Gisela e Prisco

GISELA E PRISCO 


Gisela e Prisco são diretamente responsáveis por existir, hoje, Tt & Loba.
Criança +10, andava nas biblioteca do colégio, que dispunha de várias coleções infantojuvenis e embora muitos idolatrassem a série vagalume, da Ática, quase brigando pelos volumes disponíveis, eu achei nas prateleiras mais baixas os livrinhos empoeirados e esquecidos da Ediouro. 
Formatinho, colado e não costurado, os livrinhos da Ediouro cativaram-me desde a apresentação.
E a série Gisela e Prisco veio ao encontro do quase ideal de adolescência. 
Gisela era uma adolescente carioca, inteligente e destemida, que andava resolvendo casos ao lado de Prisco, seu pastor alemão.
Pronto!
Tinha um cachorro, era tudo de que eu precisava.
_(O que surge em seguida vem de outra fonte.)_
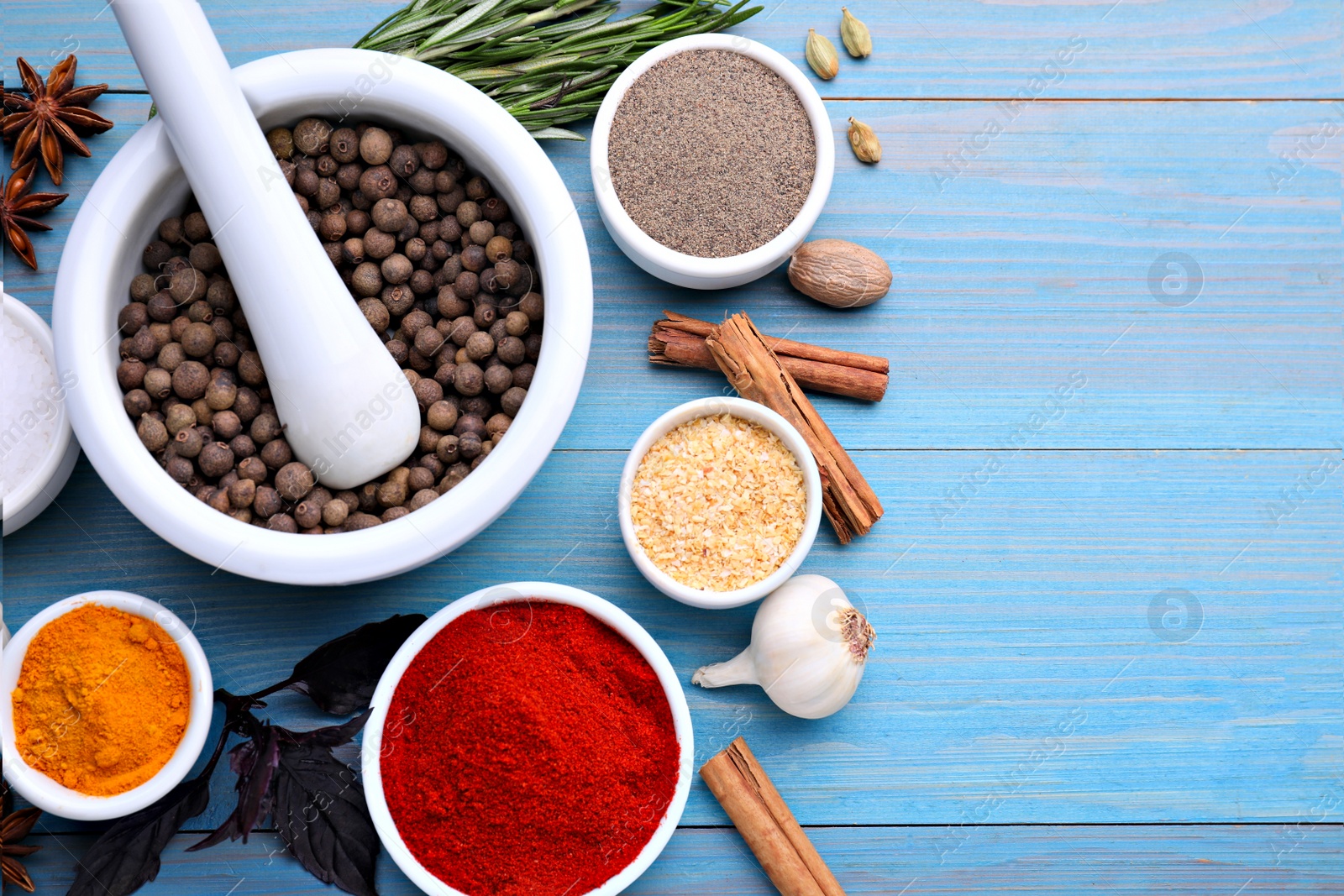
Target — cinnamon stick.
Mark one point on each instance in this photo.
(764, 820)
(679, 340)
(756, 372)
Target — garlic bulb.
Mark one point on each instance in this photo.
(808, 649)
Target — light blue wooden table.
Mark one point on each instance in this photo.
(1038, 715)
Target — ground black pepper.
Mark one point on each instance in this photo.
(711, 154)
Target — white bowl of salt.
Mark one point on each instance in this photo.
(38, 449)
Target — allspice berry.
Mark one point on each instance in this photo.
(178, 418)
(497, 249)
(136, 402)
(171, 356)
(511, 349)
(198, 340)
(378, 183)
(226, 423)
(470, 446)
(152, 432)
(481, 233)
(429, 342)
(441, 416)
(335, 512)
(312, 136)
(265, 429)
(242, 492)
(534, 307)
(250, 369)
(132, 317)
(268, 501)
(428, 392)
(253, 468)
(276, 453)
(470, 379)
(367, 280)
(131, 374)
(396, 269)
(512, 399)
(421, 499)
(215, 459)
(190, 380)
(295, 481)
(221, 392)
(391, 493)
(188, 443)
(497, 379)
(389, 215)
(375, 313)
(375, 147)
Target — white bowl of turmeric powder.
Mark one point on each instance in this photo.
(140, 715)
(719, 503)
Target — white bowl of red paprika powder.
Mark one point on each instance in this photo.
(528, 739)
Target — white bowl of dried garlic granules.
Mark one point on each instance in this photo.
(719, 503)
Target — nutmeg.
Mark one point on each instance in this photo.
(839, 273)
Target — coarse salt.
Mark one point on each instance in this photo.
(30, 409)
(718, 503)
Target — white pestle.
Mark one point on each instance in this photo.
(346, 405)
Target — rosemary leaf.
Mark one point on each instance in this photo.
(549, 60)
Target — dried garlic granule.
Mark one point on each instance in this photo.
(718, 503)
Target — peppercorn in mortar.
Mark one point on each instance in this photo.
(440, 270)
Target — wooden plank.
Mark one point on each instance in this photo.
(1027, 266)
(1290, 860)
(1021, 671)
(1223, 50)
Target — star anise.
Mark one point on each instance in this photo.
(13, 828)
(49, 116)
(17, 204)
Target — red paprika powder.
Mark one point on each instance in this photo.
(528, 750)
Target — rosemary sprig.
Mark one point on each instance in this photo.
(548, 62)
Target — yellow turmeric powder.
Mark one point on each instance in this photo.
(102, 700)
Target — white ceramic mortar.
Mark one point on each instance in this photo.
(143, 184)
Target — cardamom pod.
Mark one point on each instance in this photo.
(864, 141)
(855, 35)
(822, 55)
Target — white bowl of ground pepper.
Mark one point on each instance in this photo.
(711, 159)
(143, 186)
(719, 503)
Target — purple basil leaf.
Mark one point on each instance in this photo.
(329, 736)
(255, 762)
(323, 817)
(127, 855)
(340, 676)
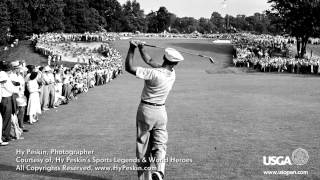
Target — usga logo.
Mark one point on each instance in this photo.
(299, 157)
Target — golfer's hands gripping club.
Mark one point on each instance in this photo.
(137, 43)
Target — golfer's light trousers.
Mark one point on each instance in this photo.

E não qualquer cachorro, mas um parente do Rin Tin Tin, do Lobo, do K-9, do cachorro da Sarah Connors na cena final de "Exterminador do Futuro", do cachorro do Max em "Mad Max". A raça queridinha dos anos 70-80 era, sem dúvida, o pastor alemão.
Gladis, a autora, produziu 15 títulos nos quais, invariavelmente, Gisela investigava algum caso, metia-se em apuros, Prisco a salvava e a polícia chegava.
Jornada tipicamente policialesca. 
E eu adorava. 
No entanto, algo me iluminava o ânimo: Prisco andava, sempre, ao lado de Gisela SOLTO. Sem guia, apenas a coleira. Sim, do mesmo jeito que seus famosos parentes supracitados. Soltinho da Silva. 
É claro que eu quis porque quis fazer igual.
- Ain, é perigoso cachorro solto.
Concordo. Moleques já atiraram pedras, uma mocinha já pulou berrando feito doida na frente da Loba, outros cachorros cercaram e morderam-na enquanto o dono olhava de braços cruzados, um motoqueiro já avançou nela (esse eu bati bem muito com a guia).
De fato, é muito perigoso - para o cachorro. Não existe bicho mais perigoso do que o homem.
- Ain, mas não se pode confiar!
Fi, eu não confio em planta, o que dirá bicho!
E te digo mais! Confio mais em bicho do que em gente.
- Ain, mas pode passar uma criança...
De fato. Toda vez que vejo criança, pego minha cachorrinha para bem pertinho de mim a fim de proteger minha patuda. 
A gente não pode mesmo confiar em criança, que criança não tem limite, tem toda a razão.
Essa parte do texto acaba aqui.